Genetic analysis has shown that Menemerus is related to the genera Helvetia and Phintella. The genus shares some characteristics with the genera Hypaeus and Pellenes. It was placed in the tribe Heliophaninae and then, when that tribe was renamed by Wayne Maddison in 2015, Chrysillini. The tribe is ubiquitous across most continents of the world. It is allocated to the subclade Saltafresia in the clade Salticoida. In 2016, Jerzy Prószyński created a group of genera named Menemerines after the genus. The vast majority of the species in Menemerines are members of the genus, with additional examples from Kima and Leptorchestes.

==Description==
Menemerus natalis is a medium-sized spider. The male has a dark brown, nearly black, flattened carapace that is ranges from 3.1 to 3.3 mm in length and between 2.1 and 2.3 mm in width. It has a scattering of white hairs that form lines on its edges and a stripe down the middle. Otherwise, it is covered in brown hairs. There are three white dots on the black eye field between the eyes. The spider's face, or clypeus, has white hairs. The spider has dark brown chelicerae, labium and maxilae. The underside of the carapace, or sternum is also dark brown. The spider's abdomen is between 2.0 and 2.3 mm long and 2.0 and 2.3 mm wide. It is russet-brown and covered in brown hairs with a lighter pattern on top and brown underneath. The spinnerets are dark and the legs brown. The spider has a long embolus, with a very fine conductor of nearly the same length. The tibia is small with a apophysis, or appendage, that is short and wide. The female has not been described.

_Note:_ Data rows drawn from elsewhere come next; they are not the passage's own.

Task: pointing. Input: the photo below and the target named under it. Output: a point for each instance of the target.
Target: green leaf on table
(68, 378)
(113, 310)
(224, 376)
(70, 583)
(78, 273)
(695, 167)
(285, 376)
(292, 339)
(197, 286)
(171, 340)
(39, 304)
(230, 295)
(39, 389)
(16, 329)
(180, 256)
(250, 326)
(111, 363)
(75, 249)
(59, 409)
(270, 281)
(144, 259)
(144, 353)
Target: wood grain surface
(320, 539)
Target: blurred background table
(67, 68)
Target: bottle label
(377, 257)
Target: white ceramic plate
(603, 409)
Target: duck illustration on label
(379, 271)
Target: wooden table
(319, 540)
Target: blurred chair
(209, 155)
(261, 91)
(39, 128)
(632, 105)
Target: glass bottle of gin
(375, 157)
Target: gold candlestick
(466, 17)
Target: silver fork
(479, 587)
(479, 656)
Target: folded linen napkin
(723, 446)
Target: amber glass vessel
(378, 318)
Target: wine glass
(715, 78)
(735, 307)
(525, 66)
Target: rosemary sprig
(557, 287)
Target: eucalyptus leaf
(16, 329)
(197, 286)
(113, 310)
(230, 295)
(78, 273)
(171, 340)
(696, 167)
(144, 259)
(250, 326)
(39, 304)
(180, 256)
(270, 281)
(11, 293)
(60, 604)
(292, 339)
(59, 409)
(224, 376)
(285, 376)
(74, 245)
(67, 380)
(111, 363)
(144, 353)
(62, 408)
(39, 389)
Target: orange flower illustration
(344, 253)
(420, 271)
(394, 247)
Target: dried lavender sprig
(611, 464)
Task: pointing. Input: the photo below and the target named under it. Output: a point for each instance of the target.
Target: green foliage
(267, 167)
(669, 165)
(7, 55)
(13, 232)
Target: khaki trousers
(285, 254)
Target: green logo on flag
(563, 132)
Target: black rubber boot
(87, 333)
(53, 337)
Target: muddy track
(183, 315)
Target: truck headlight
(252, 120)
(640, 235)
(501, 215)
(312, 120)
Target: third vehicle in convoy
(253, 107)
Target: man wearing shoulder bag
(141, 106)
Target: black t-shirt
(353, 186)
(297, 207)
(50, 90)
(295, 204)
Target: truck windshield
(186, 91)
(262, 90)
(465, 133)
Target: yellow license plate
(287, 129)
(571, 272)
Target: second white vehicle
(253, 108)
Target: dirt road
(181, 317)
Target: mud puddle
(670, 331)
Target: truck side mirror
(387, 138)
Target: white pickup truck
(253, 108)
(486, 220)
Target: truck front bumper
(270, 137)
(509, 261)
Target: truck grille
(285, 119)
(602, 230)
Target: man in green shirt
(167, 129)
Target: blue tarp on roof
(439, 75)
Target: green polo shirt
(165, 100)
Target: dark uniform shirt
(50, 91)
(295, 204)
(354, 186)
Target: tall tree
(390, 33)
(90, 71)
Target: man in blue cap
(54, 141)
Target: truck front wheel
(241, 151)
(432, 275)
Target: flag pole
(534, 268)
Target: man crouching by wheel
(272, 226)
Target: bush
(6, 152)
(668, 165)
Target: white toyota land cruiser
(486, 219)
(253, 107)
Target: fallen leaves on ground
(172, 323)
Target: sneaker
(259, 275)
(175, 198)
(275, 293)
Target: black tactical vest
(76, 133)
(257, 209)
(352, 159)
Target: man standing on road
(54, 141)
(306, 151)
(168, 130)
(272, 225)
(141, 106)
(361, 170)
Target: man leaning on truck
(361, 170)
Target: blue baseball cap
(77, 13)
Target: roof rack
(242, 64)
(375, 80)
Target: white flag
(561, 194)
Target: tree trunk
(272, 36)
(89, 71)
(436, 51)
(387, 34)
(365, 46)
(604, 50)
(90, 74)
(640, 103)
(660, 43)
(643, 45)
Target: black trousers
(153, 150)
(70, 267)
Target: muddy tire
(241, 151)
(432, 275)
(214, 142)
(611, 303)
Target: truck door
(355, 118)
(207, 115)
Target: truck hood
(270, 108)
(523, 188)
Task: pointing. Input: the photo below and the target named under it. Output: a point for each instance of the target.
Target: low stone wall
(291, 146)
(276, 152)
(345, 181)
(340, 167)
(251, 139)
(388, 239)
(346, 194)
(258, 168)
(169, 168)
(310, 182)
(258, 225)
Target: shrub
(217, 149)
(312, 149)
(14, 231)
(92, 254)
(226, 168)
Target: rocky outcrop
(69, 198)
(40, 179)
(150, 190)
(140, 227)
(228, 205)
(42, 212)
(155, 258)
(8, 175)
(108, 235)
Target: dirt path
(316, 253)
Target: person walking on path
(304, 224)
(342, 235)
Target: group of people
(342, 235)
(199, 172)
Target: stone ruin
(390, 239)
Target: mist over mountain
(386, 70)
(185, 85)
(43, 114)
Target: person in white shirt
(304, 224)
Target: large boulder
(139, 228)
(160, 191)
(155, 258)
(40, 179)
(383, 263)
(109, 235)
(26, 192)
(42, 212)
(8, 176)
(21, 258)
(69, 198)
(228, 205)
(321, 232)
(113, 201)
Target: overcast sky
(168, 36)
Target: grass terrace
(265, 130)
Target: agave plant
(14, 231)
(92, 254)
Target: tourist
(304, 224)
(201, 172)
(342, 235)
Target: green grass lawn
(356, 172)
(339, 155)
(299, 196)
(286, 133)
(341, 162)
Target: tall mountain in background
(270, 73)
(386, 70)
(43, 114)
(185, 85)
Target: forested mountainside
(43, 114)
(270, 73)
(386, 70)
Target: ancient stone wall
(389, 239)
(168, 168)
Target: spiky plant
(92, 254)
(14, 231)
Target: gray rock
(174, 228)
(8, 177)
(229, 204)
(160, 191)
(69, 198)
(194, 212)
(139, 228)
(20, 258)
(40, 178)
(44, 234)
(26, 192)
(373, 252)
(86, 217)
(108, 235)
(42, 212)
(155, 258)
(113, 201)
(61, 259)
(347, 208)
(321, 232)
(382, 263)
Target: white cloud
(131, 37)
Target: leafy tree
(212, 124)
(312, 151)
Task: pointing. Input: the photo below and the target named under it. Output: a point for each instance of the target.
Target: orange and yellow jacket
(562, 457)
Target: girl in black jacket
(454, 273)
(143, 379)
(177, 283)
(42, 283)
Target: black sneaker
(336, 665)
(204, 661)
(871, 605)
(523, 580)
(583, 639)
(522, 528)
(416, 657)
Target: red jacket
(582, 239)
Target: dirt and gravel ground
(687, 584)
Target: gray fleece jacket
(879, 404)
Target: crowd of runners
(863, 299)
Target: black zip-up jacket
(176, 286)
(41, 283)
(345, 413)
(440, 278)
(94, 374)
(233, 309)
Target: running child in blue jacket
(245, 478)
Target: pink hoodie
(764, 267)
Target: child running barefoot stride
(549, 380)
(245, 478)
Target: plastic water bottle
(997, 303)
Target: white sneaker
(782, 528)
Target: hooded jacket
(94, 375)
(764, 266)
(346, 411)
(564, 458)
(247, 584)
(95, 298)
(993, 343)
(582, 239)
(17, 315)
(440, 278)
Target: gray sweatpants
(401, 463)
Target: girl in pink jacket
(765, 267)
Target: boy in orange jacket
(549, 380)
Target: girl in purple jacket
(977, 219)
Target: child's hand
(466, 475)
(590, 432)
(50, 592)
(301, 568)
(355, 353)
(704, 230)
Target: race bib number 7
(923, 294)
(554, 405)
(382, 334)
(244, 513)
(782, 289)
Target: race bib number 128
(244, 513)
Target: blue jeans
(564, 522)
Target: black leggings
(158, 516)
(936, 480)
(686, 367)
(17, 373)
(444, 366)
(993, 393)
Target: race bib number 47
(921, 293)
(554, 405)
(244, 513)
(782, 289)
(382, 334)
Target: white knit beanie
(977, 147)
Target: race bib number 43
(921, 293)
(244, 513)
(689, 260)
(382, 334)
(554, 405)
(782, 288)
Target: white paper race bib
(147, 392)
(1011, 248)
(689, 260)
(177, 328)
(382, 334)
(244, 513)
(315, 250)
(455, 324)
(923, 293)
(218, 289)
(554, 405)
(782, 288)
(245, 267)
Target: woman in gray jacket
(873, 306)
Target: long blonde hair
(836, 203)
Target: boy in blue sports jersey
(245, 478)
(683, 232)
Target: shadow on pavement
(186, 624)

Spiders of the Menemerus genus are difficult to distinguish from each other. It is the copulatory organs of this species that are distinctive and enable it to be identified. The spider's embolus is particularly long and the tibia is small and narrower than the cymbium with a small tibial apophysis.

==Distribution==
Menemerus spiders are found throughout Africa and Asia, and have been identified as far as Latin America. Menemerus natalis is endemic to South Africa. The holotype was found near Ashburton, KwaZulu-Natal, in 1991. Other examples have been seen in other areas of the country.